Most proxy votes originate with company management and a few dozen large financial institutions, which typically vote automatically with management and hold the majority of a company’s shares. It is thus difficult and extremely rare to see a majority vote on a shareholder-initiated proposal. Still, even relatively modest shareholder votes can drive significant corporate policy changes.
A new report called the “Proxy Preview,” published today by As You Sow, the Sustainable Investments Institute, and Proxy Impact, lays out all the sustainability-related shareholder resolutions for the 2013 season and frames the broader context of the issues at play.
The report explains that “in most cases, an investor with 3% ownership in a company would be one of the top shareholders, and thus even single digit votes may gain considerable attention from company management.

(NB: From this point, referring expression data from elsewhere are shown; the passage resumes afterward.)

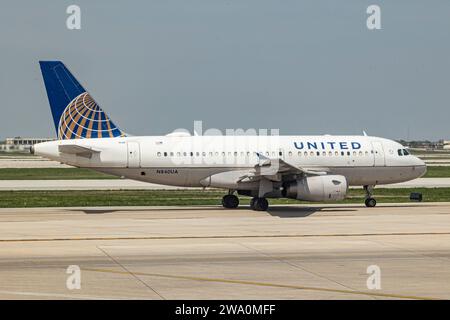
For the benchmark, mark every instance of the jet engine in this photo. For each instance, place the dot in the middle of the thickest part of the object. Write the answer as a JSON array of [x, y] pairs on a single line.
[[317, 188]]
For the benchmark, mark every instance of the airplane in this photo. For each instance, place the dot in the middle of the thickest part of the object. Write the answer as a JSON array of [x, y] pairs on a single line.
[[309, 168]]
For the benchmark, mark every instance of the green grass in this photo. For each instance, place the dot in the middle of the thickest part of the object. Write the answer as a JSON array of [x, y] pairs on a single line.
[[51, 174], [81, 173], [21, 199]]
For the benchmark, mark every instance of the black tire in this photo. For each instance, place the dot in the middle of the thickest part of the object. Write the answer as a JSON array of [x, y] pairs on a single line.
[[230, 201], [252, 203], [261, 204], [370, 202]]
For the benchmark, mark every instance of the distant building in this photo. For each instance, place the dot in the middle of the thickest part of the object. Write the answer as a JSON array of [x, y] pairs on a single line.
[[19, 144]]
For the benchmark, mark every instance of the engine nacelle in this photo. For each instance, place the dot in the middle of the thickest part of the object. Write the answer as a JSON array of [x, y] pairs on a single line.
[[317, 188]]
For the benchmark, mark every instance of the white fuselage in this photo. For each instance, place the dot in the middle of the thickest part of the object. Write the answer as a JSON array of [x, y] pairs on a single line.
[[192, 160]]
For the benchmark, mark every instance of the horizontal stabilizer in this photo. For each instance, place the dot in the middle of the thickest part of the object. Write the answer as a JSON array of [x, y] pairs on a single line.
[[77, 150]]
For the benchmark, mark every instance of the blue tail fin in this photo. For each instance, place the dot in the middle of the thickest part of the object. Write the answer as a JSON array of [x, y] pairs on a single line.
[[75, 113]]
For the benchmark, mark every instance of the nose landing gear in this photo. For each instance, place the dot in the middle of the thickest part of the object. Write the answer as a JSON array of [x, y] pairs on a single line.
[[370, 202], [230, 201], [259, 204]]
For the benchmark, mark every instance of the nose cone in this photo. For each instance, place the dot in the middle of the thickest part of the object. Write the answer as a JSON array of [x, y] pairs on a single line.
[[47, 150]]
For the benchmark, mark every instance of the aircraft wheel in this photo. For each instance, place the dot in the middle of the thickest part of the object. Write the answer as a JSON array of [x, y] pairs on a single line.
[[370, 202], [230, 201], [260, 204], [252, 203]]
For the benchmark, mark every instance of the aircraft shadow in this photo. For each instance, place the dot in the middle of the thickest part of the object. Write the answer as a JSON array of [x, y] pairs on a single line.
[[303, 212]]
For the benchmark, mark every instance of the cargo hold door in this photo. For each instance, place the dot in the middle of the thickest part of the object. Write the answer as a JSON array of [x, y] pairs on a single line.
[[378, 154], [134, 155]]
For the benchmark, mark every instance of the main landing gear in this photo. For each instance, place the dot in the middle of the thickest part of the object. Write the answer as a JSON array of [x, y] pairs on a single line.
[[230, 201], [370, 202], [259, 204]]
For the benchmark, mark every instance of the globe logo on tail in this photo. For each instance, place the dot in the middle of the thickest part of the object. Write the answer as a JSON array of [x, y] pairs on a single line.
[[83, 118]]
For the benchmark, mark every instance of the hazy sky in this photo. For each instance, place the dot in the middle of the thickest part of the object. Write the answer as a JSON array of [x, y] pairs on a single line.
[[305, 67]]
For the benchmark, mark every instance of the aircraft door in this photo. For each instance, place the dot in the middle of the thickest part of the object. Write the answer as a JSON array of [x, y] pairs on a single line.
[[134, 155], [378, 154]]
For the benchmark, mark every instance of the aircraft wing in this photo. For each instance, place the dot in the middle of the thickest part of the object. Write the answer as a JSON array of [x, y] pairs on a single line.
[[77, 150], [276, 169]]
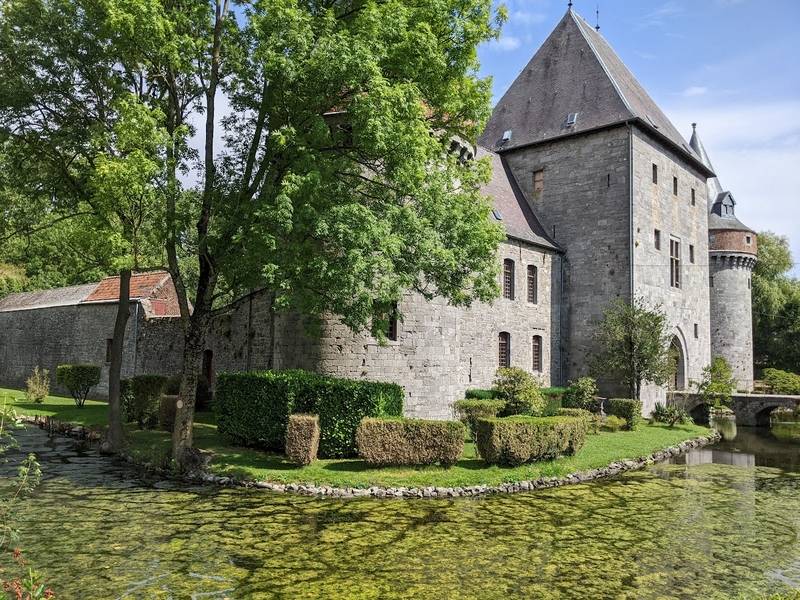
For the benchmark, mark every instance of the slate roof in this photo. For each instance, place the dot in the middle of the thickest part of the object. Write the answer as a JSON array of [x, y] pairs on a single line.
[[576, 71], [511, 205], [153, 289]]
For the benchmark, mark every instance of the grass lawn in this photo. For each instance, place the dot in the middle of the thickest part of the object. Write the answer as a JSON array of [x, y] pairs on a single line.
[[600, 450]]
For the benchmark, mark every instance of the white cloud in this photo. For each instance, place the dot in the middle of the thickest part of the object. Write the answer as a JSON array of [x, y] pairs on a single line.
[[694, 90], [755, 150]]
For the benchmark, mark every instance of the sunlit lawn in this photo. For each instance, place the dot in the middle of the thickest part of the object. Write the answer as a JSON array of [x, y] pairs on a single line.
[[600, 450]]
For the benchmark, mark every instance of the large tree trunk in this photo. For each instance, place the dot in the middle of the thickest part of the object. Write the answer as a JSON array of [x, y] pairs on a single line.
[[115, 432]]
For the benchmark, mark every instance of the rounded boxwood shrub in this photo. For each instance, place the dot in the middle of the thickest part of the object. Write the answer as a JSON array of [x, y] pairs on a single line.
[[470, 410], [79, 380], [253, 408], [630, 410], [302, 439], [518, 440], [385, 442]]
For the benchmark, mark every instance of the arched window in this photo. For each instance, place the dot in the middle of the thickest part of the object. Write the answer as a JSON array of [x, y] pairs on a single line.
[[508, 279], [536, 352], [504, 349], [533, 284]]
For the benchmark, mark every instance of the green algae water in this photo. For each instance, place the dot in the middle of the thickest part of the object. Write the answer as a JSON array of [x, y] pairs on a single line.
[[722, 524]]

Votes above 10% are virtually impossible to ignore and often—but not always—result in some action by the company to address the shareholder’s concerns.”
Sustainability-minded investors now file about 50% more shareholder proposals than they did 10 years ago, with nearly 400 submitted each year. In that time, the average level of support from all voting parties for such proposals has grown from 11.9% in 2003 to 18.5% in 2012.
2013’s shareholder resolutions
As of Feb. 15, investors had filed 365 social or environmental resolutions, and a few more are likely to emerge as the season progresses. Following are a few examples.
Mercy Investment Services has filed a resolution with Molycorp Inc (NYSE:MCP) that pushes for the company to produce a detailed and transparent sustainability report “describing the company’s ESG performance including a review of efforts to mitigate water risks in the company’s operations.” Mercy notes that “investors have faced significant financial risks from Molycorp Inc (NYSE:MCP)’s environmental impact and resource usage, including a $410,000 settlement in 1998 for discharging thousands of gallons of contaminated wastewater from a pipeline running through the Mojave National Preserve. In addition, in 2010 the EPA released its cleanup plan forMolycorp Inc (NYSE:MCP)’s Superfund site, the cost of which could reach $800 million and take 20-30 years to complete.”
A 2012 resolution the Communication Workers of America, or CWA, filed with communications technology company Windstream Corporation (NASDAQ:WIN) sought more transparency on the company’s political spending. That resolution received unusually high support, garnering 43.3% of votes. CWA has resubmitted the resolution for the 2013 season.